I have a raster which shows the probability that a cell will be used (raster_Use). I also have a points file that shows mortality locations (points_Morts). I have overlain points_Morts onto raster_Use and extracted the probability of use for each mortality location. I also need to extract the cell ID from raster_Use for each mortality point in points_Morts. I've tried converting the raster_Use to a polygon but I've received the following error: "ERROR 000864 Input raster: The input is not within the defined domain. ERROR 000863: Invalid GP data type." I read in another thread that a solution is to change the raster values from a float to an integer. I've tried that but the resulting raster only contained 0s because the values are between 0 and 1 and thus rounding down to 0. My next thought is to create another raster that's identical to raster_Use that contains 1...n unique values and then extract those values to the points_Morts file. I can't figure out how to do so.

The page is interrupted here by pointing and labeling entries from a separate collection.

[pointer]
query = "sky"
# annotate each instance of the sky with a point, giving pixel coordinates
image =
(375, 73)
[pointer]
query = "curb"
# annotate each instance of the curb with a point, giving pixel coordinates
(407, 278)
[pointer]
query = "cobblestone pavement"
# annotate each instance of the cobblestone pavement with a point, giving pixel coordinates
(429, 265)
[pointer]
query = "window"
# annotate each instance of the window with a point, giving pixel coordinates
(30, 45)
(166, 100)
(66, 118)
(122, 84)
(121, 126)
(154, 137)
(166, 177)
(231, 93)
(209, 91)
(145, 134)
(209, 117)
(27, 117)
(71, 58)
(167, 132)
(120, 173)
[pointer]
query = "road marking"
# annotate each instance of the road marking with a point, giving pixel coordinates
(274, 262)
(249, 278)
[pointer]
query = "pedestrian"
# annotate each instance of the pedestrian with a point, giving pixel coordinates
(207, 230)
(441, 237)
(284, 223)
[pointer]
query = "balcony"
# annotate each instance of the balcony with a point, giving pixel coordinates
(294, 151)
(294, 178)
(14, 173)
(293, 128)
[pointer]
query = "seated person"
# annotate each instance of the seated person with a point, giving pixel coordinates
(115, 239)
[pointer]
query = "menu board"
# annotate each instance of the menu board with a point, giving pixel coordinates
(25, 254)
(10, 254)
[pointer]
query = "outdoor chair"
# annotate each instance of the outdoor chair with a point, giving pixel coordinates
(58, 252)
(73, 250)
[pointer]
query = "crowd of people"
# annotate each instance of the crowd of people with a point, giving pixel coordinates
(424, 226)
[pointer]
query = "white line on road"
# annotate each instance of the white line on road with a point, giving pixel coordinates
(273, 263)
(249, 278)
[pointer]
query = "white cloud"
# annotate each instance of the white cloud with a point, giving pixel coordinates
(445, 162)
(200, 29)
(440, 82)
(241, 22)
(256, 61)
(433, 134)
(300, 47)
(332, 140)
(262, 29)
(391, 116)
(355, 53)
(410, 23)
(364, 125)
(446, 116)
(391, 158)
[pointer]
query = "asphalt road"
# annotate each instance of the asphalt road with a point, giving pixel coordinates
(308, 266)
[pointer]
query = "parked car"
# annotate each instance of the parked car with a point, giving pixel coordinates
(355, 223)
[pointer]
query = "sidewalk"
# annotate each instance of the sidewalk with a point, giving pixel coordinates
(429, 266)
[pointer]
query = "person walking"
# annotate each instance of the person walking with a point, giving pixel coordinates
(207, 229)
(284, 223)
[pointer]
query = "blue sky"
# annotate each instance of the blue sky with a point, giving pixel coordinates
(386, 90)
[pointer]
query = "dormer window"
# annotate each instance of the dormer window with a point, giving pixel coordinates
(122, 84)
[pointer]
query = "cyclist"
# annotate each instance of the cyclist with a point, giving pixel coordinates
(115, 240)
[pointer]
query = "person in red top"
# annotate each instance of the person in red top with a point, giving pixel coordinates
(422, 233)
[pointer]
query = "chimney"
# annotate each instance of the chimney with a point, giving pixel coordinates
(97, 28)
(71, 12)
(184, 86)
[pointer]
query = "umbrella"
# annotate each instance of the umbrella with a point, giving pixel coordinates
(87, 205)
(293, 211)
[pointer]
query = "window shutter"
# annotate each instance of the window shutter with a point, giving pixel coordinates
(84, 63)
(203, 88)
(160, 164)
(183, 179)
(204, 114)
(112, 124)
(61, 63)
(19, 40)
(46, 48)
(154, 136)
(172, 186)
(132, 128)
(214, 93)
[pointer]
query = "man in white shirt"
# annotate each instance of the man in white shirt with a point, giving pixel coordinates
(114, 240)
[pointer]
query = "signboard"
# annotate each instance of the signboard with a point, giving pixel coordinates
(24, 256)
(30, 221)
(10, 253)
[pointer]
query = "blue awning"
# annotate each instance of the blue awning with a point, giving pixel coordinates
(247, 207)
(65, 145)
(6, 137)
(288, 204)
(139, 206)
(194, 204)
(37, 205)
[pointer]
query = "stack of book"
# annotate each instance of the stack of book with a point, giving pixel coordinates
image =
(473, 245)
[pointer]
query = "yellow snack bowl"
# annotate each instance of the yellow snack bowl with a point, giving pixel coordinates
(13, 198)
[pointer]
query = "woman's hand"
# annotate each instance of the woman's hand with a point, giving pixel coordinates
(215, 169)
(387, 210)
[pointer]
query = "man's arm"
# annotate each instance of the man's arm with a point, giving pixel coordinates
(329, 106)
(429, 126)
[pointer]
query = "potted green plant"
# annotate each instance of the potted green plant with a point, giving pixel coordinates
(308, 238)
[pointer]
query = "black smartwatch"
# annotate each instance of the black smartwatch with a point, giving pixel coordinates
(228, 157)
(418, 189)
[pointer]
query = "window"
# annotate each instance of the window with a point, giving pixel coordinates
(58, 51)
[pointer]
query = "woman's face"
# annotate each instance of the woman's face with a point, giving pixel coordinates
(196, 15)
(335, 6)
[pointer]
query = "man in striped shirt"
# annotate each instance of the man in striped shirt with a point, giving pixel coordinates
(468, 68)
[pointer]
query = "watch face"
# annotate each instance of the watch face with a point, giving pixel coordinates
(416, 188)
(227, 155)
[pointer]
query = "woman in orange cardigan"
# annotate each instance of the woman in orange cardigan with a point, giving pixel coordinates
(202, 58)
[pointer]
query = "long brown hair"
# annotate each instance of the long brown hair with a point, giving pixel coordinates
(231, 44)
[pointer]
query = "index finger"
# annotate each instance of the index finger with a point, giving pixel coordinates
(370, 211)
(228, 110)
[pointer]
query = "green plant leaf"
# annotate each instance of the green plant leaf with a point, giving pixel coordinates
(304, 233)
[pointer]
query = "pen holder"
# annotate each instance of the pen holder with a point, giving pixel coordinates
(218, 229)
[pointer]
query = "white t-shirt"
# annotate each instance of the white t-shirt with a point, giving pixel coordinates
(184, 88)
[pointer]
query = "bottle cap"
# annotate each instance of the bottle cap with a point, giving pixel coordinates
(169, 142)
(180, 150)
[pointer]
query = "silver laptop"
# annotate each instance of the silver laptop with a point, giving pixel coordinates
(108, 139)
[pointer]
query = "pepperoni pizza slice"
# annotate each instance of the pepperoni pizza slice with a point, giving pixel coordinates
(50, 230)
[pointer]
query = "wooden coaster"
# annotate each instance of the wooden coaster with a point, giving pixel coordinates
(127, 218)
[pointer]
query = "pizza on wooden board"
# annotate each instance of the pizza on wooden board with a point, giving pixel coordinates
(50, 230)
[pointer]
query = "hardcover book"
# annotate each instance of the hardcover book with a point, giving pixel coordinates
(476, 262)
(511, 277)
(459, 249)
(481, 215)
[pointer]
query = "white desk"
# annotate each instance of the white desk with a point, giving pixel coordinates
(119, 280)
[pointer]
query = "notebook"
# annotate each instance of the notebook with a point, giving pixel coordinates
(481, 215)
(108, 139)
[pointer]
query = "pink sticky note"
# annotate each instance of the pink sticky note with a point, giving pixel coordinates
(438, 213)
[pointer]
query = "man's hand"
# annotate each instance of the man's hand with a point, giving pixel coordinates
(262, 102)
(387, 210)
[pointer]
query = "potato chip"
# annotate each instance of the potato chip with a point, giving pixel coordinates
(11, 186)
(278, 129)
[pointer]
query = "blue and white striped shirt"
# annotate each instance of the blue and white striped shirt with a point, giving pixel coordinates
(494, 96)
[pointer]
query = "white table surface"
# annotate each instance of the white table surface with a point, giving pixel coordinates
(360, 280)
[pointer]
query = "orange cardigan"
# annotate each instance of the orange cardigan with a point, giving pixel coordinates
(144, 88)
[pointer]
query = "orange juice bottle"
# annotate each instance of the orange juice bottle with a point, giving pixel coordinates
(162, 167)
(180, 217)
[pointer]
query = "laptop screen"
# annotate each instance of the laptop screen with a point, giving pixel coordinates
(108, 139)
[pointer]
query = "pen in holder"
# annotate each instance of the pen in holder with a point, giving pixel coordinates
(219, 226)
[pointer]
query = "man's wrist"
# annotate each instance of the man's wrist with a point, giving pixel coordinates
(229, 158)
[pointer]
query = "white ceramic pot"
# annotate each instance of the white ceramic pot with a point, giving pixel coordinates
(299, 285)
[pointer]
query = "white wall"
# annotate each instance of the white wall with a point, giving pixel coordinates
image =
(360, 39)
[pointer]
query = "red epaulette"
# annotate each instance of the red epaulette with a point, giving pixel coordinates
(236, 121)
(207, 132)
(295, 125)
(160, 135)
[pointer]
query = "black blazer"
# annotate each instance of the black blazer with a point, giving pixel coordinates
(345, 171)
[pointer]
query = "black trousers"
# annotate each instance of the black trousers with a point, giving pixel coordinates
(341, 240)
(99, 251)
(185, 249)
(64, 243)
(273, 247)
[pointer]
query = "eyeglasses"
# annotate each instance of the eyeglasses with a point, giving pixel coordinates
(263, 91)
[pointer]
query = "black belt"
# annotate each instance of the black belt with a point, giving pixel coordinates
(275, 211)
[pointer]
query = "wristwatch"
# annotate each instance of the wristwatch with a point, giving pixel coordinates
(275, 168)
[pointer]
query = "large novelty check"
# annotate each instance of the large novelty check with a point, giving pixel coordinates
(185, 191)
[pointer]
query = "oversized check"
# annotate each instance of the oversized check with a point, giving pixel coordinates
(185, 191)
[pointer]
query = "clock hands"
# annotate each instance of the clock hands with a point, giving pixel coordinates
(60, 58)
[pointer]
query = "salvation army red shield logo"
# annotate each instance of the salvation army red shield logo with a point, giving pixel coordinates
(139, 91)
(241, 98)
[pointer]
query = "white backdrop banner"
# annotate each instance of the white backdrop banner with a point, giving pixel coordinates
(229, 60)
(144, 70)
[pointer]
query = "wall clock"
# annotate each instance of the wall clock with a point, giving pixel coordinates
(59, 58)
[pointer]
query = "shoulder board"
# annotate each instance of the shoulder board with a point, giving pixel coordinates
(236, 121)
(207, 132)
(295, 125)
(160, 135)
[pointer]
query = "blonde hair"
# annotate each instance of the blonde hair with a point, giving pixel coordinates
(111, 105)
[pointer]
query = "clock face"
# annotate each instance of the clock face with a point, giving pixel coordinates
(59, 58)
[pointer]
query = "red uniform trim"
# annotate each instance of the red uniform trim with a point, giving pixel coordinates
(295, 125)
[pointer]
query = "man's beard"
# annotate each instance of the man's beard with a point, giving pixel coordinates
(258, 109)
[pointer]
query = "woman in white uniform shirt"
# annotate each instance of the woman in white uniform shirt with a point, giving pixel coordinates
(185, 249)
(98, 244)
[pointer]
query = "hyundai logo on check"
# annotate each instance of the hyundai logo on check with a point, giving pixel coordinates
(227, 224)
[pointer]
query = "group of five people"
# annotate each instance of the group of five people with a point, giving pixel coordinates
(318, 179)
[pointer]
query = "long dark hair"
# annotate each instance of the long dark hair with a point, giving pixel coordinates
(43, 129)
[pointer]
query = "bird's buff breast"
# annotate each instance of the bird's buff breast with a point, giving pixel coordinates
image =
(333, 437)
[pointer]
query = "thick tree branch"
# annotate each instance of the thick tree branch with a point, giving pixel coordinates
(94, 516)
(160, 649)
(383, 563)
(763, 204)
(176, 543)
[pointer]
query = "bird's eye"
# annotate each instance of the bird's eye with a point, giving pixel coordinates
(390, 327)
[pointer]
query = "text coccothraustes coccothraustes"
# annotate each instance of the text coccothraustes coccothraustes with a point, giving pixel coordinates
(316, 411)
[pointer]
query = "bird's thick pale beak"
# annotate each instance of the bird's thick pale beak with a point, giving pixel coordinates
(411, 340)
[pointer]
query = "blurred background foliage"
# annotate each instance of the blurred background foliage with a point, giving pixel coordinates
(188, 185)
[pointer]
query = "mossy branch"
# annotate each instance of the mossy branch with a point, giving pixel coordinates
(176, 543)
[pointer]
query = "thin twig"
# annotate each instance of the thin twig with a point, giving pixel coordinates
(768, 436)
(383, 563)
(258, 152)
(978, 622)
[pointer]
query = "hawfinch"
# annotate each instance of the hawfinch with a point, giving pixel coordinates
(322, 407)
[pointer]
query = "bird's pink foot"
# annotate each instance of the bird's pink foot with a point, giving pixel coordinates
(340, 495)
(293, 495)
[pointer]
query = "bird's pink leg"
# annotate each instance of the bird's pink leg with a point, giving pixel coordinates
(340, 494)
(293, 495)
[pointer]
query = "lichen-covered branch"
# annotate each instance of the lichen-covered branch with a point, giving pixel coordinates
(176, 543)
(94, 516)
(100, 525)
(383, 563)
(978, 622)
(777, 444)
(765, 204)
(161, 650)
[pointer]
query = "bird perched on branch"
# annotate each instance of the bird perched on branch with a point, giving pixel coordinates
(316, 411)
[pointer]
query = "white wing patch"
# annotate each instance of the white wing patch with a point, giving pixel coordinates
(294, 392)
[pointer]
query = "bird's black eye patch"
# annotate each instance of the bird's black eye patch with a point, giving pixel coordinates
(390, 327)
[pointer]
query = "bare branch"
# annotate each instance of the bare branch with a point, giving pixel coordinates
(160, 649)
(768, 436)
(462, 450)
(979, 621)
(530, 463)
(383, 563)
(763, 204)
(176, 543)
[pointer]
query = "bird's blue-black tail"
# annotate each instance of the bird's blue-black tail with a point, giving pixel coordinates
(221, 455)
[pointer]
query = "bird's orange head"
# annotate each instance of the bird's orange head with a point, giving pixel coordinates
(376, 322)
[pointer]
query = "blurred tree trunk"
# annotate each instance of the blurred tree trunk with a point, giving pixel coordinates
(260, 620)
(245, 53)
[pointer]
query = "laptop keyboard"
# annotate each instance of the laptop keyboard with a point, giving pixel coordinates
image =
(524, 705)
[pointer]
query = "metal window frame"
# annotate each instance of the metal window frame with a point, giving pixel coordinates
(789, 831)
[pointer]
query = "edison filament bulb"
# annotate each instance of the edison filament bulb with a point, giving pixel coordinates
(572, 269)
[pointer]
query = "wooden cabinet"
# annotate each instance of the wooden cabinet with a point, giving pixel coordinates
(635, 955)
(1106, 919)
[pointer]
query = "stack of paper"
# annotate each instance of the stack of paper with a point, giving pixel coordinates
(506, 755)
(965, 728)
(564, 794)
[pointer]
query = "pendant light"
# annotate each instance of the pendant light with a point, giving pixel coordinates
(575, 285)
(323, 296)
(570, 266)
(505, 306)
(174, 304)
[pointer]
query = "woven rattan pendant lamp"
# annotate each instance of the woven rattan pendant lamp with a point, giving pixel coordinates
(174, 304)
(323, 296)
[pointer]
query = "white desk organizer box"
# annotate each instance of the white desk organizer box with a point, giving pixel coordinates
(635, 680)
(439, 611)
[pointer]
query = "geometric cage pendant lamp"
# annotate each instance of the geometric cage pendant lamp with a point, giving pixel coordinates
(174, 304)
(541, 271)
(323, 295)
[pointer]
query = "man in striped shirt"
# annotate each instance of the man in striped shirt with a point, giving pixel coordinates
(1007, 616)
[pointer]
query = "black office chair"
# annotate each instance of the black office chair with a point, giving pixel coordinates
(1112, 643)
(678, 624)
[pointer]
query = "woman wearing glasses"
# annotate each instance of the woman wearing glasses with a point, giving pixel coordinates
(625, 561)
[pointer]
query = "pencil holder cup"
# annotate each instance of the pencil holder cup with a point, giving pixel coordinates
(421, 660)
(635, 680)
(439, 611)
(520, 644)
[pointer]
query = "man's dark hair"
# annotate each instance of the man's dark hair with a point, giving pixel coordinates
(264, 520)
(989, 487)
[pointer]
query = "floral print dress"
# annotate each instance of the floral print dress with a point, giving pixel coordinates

Does anyone have an idea of how to do so?
Edit: @Luke provided a great answer, but unfortunately it doesn't quite work. To expand on why it doesn't, identifying the column and row numbers creates a key for the points file but there still isn't a key for all cells in raster_Use. So I know which cells points_Morts falls in, however, I don't know the ID for cells in raster_Use that don't contain points from points_Morts. I tried converting raster_Use to a points object and then implemented @Luke's solution, but the Raster to Points tool creates 4 points for every raster cell instead of 1. Ideally, I would like to start with a cell (e.g., the lower left corner cell) and assign it a value of 1 then continue onto the next cell assigning a value in ascending order.
Edit2: So I misunderstood Luke's question on "why?" I'm doing this. I am validating the predictive ability of a model. Raster_Use is my prediction and points_morts is my validation dataset. I'm validating my model by grouping the cells from raster_Use into 20 equal-area bins. Expected use is the predicted value for each grid cell. I place these cells into 20 equal-area bins and then summed by bin and standardize to 1. Observed use is the frequency of mortality locations in each grid cell, summed by bin and then standardized to 1. After that, I'll use linear regression to regress observed vs predicted use where the slope of the regression relationship between observed and expected provides an assessment of the predictive abilities of the model.